In economists’ lingo, this means that the elasticity of demand is close to zero, in other words a price increase of 10% or even more leads to a demand decrease of close to zero (and a rise in total spending). Interestingly enough, Whirlpool CEO Marc Bitzer gave financial analysts a lesson in real-world economics in his October 25th investor conference call. Back in July, investors got worried when Whirlpool said it was going to be hit by higher costs for the steel it uses in its washing machines and other appliances and the stock fell. But on October 24th, Whirlpool announced strong Q3 results. Despite a stagnant market in the US, the company was able to raise prices and deliver 5% revenue growth in North America.  Bitzer said that he expects tariffs (including steel and certain China imports such as motors) to add $300 million to Whirlpool’s full-year costs. Yet its Q3 earnings figure of $4.55 was 19% up on the year-ago figure, and Whirlpool stock has since gained some 7% in a down market.

On the next day’s conference call, analysts probed Bitzer on how he was able to raise prices in Q3 without losing market share. He replied: “I would always argue on a full year basis there is limited overall category price elasticity on the consumer side, i.e., I would say on a full year basis, consumer prices do not necessarily impact consumer demand in a strong way.”

This comment from a man who has been immersed in the home appliance business since 1999 illustrates a key fact about much of US (and global) business: many markets are oligopolistic, i.e. dominated by a small group of producers who tend to raise and cut prices at similar times by similar amounts.
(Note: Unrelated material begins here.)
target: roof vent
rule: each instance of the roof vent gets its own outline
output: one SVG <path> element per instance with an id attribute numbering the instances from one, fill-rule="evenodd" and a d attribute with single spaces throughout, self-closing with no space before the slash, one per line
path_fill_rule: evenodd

Economists’ models, which assume so-called “perfect competition” miss this effect, and therefore overestimate the impact of price.

The conclusion is that tariffs, if levied broadly, can be a highly effective means of steering demand from foreign suppliers to domestic suppliers. Given a choice between adapting their models to the real world, or continuing to issue predictions based on obsolete models that meet their own and their colleagues’ prejudices, most mainstream economists choose the latter course.